One Instructables maker has shared his process for creating a 3D printer constructed of recycled electronic components. Using up to 80% used and recycled parts, shareware, and easily accessed and produced parts, you can produce your own small-footprint, EWaste $60 3D Printer. All of the steps are laid out clearly, including where to learn about CNC processes for beginners, in the Instructables design. Check out more details: http://3dprint.com/23080/instructabl...ld-3d-printer/ ‎

Below is a look at a completed EWaste 3D printer.  Let us know if you have attempted to follow the Instructable for this affordable device.  I would be interesting to see how well you can get it to print.

----------


## curious aardvark

lol I threw a load of floppy drives away a few years back. But i suspect there are still a few in my workshop. 

That is one tiny print volume though :-)

----------


## Mjolinor

These are starting to appear on Aliexpress and ebay of late at around £150 or so.

----------


## plugh

> That is one tiny print volume though :-)


I might be missing it while reading through the Instructable, but what is the print volume of this?

----------


## Rethys

> One Instructables maker has shared his process for creating a 3D printer constructed of recycled electronic components.

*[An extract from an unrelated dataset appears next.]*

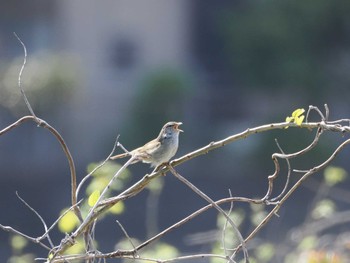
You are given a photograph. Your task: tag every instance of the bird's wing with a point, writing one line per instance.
(150, 147)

Using up to 80% used and recycled parts, shareware, and easily accessed and produced parts, you can produce your own small-footprint, EWaste $60 3D Printer. All of the steps are laid out clearly, including where to learn about CNC processes for beginners, in the Instructables design. Check out more details: http://3dprint.com/23080/instructabl...ld-3d-printer/ ‎
> 
> Below is a look at a completed EWaste 3D printer.  Let us know if you have attempted to follow the Instructable for this affordable device.  I would be interesting to see how well you can get it to print.


I looked over the plans, and maybe I'm missing something but I don't see the drawings for the mounting plates for the stepper motors.

----------


## Mjolinor

The stepper motors are part of the CDrom drive mechanism that it is made out of. You can see one of hte steppers in the left image at the top with a brass bar coming out of it.

----------